Which is, now that I've gotten all this way, the essential point of this post. We do not yet have the tools to write pretty enough code to tackle strong AI. When we finally do, the problem will not be much of a problem anymore, and I suspect it will be largely because we formulate our thinking about code in an entirely different way (i.e. a different programming language or paradigm). Yes, we have Turing complete languages, so we technically have the ability to do it, but it's too hard to actually carry out. 50 or so years of AI research have gained us an understanding that all the hacks and half measures that are available to us are not enough to do this thing. From the "new" AI, we see that it's not enough just to ape the way the brain is constructed physically, because we're only able to ape it! We can't actually copy it, and without being able to do that, we don't have any idea how to put the connections in the right place, or set thresholds correctly, or figure out how exactly to strengthen connections, etc. And from the classical side of research, we've learned that we can't just imagine how the brain is organized, because all we are doing is guessing based on introspection.

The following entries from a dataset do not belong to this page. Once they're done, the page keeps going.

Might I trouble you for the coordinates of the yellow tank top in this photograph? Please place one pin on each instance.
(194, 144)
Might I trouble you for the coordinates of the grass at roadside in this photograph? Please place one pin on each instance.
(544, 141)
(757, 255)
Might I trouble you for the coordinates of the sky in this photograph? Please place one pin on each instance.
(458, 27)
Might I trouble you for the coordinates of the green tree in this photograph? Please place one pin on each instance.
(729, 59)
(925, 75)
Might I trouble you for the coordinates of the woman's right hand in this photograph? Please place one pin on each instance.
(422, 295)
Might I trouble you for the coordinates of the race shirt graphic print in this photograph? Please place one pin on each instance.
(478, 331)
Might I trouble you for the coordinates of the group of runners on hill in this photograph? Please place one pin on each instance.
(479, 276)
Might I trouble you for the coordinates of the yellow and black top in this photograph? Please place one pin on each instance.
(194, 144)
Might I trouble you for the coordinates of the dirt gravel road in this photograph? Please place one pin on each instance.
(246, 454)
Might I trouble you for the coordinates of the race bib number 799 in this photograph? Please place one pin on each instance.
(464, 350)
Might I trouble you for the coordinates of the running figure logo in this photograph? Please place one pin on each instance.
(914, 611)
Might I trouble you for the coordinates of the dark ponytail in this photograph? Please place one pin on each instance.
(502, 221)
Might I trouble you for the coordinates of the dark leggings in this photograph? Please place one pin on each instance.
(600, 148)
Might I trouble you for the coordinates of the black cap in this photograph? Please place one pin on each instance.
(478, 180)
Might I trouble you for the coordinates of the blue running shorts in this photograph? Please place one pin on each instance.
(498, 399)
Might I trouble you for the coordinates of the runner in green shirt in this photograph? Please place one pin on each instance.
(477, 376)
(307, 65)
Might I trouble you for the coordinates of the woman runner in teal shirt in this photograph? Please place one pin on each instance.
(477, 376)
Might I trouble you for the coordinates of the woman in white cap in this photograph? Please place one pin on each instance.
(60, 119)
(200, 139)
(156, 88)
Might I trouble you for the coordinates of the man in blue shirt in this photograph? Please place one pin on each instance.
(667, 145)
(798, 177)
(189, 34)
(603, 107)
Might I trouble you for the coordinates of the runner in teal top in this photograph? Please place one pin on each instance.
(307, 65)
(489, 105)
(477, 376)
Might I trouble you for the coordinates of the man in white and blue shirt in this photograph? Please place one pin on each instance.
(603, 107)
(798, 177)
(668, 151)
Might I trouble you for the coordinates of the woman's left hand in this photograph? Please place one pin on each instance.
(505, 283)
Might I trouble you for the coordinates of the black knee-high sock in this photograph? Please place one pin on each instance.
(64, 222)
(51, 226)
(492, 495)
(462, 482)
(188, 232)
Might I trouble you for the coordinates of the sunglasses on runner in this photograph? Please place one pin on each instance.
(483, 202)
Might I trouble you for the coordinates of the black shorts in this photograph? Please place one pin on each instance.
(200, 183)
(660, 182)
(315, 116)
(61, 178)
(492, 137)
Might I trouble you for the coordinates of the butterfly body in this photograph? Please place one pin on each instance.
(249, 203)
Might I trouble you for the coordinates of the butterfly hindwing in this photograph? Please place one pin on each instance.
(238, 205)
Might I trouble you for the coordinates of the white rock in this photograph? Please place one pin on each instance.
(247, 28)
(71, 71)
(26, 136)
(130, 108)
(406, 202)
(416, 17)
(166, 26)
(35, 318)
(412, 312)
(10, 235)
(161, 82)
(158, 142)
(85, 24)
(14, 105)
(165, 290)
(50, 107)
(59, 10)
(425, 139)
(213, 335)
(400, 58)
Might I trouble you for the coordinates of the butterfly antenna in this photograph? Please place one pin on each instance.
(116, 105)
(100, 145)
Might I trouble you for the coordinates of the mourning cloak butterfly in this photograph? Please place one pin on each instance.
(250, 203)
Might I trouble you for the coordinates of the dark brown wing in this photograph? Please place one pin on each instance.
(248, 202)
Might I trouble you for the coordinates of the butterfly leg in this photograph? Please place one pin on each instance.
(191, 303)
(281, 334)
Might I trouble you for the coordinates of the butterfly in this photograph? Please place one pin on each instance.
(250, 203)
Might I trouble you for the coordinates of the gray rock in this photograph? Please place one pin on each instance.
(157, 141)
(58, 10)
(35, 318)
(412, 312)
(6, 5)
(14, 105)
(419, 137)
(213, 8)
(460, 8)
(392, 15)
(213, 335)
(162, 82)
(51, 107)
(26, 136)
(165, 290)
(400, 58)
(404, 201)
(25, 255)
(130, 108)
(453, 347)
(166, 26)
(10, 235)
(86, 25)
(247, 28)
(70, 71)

Our best path is to realize that we still have no foothold here, and it's because programming is too hard at the moment. We can't manipulate big enough ideas with the ease that we will need. We need to simply build up a better bag of tricks that we can come at this problem with. Note that I never covered evolutionary methods. Well, that's because despite their magnificent promise, they kind of suck right now. Nobody is doing anything very useful with them on a large scale. Why is this? Simple - evolution in the real world works only because of two things: a huge population to work on and the genetic code. The scale we cannot hope to match. But the code is syntax-free, flexible, and powerful enough to build just about anything imaginable, and this is something we can try to mimic. Things break and if they break in a useful way, the results are incorporated into the being. Data is stored right along with function. Function can be coopted for new purposes and reused as much as is needed. These things are all very important, and worth looking into. In computers, we have no language that can do all of this stuff without major hackfests (yes, I'm including Lisp in this condemnation, even if it is better than the rest). The only language that's even close to as flexible as the genetic code is probably machine code, but machine code is too primitive to construct the kinds of algorithms we need without the scale that the real world provides for DNA to play in, and frankly, it's too hard to work with to keep an eye on and train.
It is my feeling that the search for AI is not really a search for intelligence at all. Intelligence will merely be a by-product of coming up with the prettiest language ever to program in - you might even decide that your compiler has a deeper, more robust intelligence than you do, years before a computer actually passes the Turing test, if we do this job right. This will take quite some time, but the rewards will be well worth the effort. But we've got to start thinking about it now, because the pace of language change is glacial, even in a field as fast moving as ours is.